Likewise, substantial evidencesupports the Department's determination to exclude certain laboratory and X-ray costs in establishing petitioner's reimbursement rate. Inasmuch as the costs at issue were reimbursed through Medicare Part A — as conceded by petitioner's counsel during the hearing — reimbursement therefor was not available from Medicaid, as the payor of last resort (see Matter of Visiting Nurse Serv. of N.Y. Home Care v New York State Dept. of Health, 5 N.Y.3d 499, 503 [2005]; Matter of Rego Park Nursing Home v Perales, 206 A.D.2d 781, 783 [1994]; see also 18 NYCRR 540.6 [e] [6]). Moreover, evidence showed that petitioner did not provide laboratory and X-ray services to Medicaid patients at the facility and, thus, any services provided by third-party providers that were the responsibility of Medicaid would have been billed by the providers and reimbursed separately on a fee-for-service basis under the patient's individual Medicaid number. Because petitioner failed to provide evidence that it incurred any costs for laboratory or X-ray services for Medicaid patients or that it was not fully compensated for such costs by Medicare, those costs were properly disallowed for inclusion in the calculation of petitioner's daily rate.

Petitioner next challenges the disallowance of $2, 719 in uniform expenses, representing the difference between the amount it expended to purchase uniforms in bulk and the amount it received from the employees who purchased them from petitioner. The Department disallowed this expense, asserting that it was related to uniforms held in inventory for future sales, and petitioner failed to proffer any evidence to refute such contention. Accordingly, substantial evidence supports the Department's determination that this expense was not necessary for petitioner's day-to-day operation and, therefore, should not be included (see 10 NYCRR 451.23; Matter of Teresian House Nursing Home Co., Inc. v Commissioner of Health of State of N.Y., 70 A.D.3d at 1296).

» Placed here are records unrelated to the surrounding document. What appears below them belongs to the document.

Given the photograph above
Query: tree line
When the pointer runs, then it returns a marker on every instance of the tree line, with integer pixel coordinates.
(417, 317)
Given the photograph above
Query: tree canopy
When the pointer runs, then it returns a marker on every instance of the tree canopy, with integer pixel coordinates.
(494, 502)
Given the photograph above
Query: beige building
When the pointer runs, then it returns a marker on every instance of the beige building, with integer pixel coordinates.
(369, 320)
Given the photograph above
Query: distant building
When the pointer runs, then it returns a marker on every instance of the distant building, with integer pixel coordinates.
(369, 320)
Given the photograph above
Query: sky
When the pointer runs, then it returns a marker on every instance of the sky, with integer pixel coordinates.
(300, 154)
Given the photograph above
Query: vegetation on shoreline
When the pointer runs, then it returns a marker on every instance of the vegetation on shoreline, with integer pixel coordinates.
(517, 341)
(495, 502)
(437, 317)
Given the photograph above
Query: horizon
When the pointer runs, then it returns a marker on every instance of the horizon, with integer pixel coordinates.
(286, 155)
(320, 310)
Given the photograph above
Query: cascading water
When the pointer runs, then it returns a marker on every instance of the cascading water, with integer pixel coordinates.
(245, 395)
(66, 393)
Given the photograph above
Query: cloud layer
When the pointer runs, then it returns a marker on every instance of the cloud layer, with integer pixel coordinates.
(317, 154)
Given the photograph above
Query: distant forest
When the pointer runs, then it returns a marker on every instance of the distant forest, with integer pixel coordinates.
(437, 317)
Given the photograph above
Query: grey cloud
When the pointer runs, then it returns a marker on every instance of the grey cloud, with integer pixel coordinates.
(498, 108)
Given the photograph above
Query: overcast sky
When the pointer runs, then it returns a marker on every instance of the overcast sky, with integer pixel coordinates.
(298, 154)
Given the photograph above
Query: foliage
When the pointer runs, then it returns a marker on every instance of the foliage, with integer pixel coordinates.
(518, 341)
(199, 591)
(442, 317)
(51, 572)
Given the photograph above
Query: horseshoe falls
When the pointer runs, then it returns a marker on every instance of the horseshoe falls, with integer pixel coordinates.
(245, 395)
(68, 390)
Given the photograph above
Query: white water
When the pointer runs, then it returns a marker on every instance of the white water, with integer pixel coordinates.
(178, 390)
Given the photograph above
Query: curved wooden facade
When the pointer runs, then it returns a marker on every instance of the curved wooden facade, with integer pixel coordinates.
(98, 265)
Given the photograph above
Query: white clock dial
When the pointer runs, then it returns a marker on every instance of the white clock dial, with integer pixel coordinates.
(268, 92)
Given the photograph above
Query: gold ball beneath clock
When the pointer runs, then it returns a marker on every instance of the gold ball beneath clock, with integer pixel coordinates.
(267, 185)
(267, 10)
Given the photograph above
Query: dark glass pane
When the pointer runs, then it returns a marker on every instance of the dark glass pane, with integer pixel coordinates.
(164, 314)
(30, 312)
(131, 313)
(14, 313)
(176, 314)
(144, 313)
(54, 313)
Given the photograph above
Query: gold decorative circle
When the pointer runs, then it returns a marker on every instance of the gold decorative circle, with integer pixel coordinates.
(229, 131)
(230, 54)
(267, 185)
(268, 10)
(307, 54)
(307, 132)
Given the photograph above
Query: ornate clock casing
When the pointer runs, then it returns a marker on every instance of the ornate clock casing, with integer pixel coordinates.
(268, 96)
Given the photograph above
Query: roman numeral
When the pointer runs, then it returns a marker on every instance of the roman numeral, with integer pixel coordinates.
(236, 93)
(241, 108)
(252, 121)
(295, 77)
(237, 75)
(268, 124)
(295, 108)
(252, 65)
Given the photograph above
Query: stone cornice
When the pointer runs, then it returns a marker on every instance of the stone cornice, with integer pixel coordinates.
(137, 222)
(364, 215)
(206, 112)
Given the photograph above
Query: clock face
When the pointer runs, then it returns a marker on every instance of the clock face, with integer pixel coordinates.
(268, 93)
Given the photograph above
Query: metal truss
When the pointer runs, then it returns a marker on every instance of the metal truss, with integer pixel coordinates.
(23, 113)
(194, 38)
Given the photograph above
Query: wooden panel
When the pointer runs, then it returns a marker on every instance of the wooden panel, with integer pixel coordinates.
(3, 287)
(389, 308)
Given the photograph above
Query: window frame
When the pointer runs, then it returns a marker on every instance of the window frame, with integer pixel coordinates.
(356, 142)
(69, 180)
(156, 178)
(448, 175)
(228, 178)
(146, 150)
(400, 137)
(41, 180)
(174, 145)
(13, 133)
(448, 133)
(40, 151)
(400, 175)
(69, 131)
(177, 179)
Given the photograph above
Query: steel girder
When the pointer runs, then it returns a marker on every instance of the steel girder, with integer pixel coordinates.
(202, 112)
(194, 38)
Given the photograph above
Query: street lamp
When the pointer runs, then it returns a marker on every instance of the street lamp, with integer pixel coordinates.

Finally, we reject petitioner's challenge to the disallowance of certain interest expenses paid on working capital loans from its funded depreciation account. While such interest is an allowable expense, the existence of the loan must be substantiated by a signed copy of a loan contract or correspondence that contains the pertinent terms thereof (see Centers for Medicare and Medicaid Services, Provider Reimbursement Manual, Part 1, §§ 202.1, 226.1; see also 10 NYCRR 86-2.17 [a]). Here, petitioner failed to provide the necessary documentation. Moreover, petitioner presented no evidence that specific authorization from the Board of Directors for any such loans was on file, as required by the regulations (see Centers for Medicare and Medicaid Services, Provider Reimbursement Manual, Part 1, § 202.1). Accordingly, substantial evidence supports the Department's disallowance of this expense.

We have examined petitioner's remaining contentions and have found them to be without merit.

Spain, Garry and Egan Jr., JJ., concur.

ADJUDGED that the determination is confirmed, without costs, and petition dismissed.